Not all breast cancers are found during mammogram screening. The needless use of imaging and biopsy in women who do not have breast cancer can be brought on by false-positive interpretations. One alternative is to have two readers evaluate each mammogram in order to increase the sensitivity and specificity of screening mammography.
The researchers found that twice reading lowers recall rates while increasing breast cancer detection rates by 6 to 15%. In times of reader shortages, this technique is labor-intensive and challenging to implement.
To evaluate the performance of human readers and AI, Prof. Chen and her study team employed test sets from the Personal Performance in Mammographic Screening, or PERFORMS, quality assurance assessment used by the UK’s National Health Service Breast Screening Programme (NHSBSP). 60 tough exams from the NHSBSP with aberrant, benign, and normal findings make up a single PERFORMS test. The reader’s score is compared to the actual AI results for each test mammography.
She stated that it was crucial for human readers involved in breast cancer screening to function satisfactorily. “The same will apply to AI once it is used in clinical settings.”
The research team assessed the performance of the AI programme using data from two consecutive PERFORMS test sets, or 120 screening mammograms. The results of the 552 human readers, including 315 (57%) board-certified radiologists and 237 non-radiologist readers (206 radiographers and 31 breast doctors), were compared to the AI test scores.
“The 552 readers in our study represent 68% of readers in the NHSBSP, so this provides a robust performance comparison between human readers and AI,” Professor Chen stated.
There were 161/240 (67%) normal breasts, 70/240 (29%) malignant breasts, and 9/240 (4%) benign breasts when each breast was treated separately. Malignant mammographic features that were most frequently observed were masses (45/70 or 64.3%), calcifications (9/70 or 12.9%), asymmetries (8/70 or 11.4%), and architectural deformities (8/70 or 11.4%). Malignant lesions had an average size of 15.5 mm.
In 120 assessments, no distinction in performance between AI and human readers was found for the identification of breast cancer. The performance of a human reader showed a mean 90% sensitivity and 76% specificity. AI readers were comparable to human readers in terms of sensitivity (91%) and specificity (77%).
The study’s findings, according to Prof. Chen, “provide strong supporting evidence that AI for breast cancer screening can perform as well as human readers.”
Prior to AI being employed as a second reader in clinical practise, according to Prof. Chen, additional research is required.
She said, “I don’t think it is too early to say exactly how we will use AI in breast screening in the end.” The current major prospective clinical trials will provide further information. No matter how we deploy AI, its success will depend on our capacity to continuously assess performance.

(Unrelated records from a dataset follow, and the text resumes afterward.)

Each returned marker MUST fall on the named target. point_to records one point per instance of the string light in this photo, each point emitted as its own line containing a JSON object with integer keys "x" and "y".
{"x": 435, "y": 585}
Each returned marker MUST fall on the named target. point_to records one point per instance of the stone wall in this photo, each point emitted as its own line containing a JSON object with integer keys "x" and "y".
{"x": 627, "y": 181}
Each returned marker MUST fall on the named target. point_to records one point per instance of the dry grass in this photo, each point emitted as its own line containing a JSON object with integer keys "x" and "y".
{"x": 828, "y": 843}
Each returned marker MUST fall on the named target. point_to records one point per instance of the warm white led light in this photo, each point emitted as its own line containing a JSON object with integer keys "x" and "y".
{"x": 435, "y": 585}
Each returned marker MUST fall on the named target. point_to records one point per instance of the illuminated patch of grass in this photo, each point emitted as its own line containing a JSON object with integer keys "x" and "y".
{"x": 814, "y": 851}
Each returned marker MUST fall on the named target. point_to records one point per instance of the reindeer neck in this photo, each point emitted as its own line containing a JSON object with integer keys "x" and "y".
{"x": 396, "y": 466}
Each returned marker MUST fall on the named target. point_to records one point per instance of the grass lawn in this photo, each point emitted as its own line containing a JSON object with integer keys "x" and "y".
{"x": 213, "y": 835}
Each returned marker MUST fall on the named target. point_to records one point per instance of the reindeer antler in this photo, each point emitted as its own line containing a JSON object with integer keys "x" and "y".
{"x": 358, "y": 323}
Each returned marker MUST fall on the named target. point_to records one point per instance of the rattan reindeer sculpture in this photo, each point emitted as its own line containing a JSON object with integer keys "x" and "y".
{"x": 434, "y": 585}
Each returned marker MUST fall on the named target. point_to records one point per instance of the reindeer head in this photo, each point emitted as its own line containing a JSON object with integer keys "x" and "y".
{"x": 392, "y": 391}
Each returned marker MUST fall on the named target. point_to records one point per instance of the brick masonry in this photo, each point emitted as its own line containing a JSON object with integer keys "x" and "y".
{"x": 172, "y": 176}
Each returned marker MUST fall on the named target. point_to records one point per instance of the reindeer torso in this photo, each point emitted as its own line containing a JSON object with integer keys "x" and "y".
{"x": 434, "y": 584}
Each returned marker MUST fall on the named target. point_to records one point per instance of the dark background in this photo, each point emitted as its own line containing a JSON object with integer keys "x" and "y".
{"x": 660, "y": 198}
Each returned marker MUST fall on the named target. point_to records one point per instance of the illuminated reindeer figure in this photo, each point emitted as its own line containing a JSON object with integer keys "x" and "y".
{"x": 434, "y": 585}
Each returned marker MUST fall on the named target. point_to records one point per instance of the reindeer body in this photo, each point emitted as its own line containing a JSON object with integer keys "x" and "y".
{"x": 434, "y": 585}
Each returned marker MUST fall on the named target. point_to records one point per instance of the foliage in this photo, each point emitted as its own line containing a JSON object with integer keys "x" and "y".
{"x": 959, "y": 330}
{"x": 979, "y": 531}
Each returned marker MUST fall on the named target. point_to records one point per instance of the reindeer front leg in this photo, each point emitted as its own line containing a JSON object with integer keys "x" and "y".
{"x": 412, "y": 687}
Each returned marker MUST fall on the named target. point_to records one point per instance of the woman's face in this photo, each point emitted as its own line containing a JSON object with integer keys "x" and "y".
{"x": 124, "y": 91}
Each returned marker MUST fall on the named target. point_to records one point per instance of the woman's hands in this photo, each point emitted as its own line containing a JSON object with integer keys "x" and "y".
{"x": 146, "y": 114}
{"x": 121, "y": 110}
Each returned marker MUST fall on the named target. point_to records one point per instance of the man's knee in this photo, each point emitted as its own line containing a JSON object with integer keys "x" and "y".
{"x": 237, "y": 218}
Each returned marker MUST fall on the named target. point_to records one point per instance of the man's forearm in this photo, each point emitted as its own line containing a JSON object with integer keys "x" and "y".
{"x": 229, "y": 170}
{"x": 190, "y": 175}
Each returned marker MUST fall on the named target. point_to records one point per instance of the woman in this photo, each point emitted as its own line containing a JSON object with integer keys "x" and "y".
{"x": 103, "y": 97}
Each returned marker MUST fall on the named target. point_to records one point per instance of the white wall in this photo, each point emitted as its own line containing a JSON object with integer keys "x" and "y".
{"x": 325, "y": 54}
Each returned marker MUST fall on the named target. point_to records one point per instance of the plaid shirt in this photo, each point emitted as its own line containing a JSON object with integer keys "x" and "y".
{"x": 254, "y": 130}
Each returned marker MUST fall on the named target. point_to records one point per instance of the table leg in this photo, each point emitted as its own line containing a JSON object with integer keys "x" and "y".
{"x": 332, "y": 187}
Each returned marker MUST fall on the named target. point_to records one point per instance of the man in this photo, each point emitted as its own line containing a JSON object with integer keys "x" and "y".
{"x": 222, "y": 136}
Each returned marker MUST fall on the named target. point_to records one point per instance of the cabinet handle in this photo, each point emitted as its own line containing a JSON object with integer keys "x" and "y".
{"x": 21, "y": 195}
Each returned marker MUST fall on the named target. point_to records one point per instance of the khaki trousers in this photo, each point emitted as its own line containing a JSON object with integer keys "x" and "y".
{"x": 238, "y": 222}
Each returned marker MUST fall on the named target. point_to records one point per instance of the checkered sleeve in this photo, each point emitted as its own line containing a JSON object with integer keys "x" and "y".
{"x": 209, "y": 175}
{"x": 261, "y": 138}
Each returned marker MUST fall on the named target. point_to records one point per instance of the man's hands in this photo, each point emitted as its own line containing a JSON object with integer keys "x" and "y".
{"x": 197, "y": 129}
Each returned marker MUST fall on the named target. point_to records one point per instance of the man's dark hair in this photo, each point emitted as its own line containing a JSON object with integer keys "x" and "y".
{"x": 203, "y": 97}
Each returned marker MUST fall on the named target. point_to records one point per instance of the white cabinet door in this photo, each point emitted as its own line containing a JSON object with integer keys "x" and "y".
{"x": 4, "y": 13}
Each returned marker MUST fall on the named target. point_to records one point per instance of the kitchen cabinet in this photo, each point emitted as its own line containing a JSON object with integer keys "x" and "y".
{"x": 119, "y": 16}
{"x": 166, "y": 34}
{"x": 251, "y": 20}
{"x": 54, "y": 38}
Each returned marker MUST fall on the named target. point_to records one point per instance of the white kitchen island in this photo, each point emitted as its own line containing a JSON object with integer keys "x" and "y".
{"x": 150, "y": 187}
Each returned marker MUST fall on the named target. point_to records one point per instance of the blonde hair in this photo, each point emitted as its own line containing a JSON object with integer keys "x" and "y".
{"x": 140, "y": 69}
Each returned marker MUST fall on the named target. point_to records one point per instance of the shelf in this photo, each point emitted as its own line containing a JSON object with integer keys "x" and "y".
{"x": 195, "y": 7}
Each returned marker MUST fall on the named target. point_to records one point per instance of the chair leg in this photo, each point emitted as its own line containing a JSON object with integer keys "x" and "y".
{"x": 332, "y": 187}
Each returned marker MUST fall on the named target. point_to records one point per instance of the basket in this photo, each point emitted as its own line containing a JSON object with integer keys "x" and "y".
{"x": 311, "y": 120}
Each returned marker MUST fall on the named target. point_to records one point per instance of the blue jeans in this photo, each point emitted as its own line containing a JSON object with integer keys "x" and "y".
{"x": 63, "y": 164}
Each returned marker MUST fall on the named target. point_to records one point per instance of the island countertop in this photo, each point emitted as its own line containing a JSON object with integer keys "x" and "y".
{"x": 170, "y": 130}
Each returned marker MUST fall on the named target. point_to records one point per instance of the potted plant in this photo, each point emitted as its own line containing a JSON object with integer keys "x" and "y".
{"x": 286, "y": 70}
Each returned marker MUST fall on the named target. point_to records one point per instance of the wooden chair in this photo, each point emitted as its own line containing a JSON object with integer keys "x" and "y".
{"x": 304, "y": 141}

It’s crucial to understand that algorithms can be impacted by changes in the operating environment and that AI performance might deteriorate with time, according to Prof. Chen.
Once AI enters clinical practise, “it’s critical that imaging centers have a process in place to provide ongoing monitoring of AI,” the expert emphasized. “Since no studies to date have compared the performance of human readers in common quality assurance test sets to that of AI, this study may provide a model for evaluating AI performance in a real-world setting,” the authors write.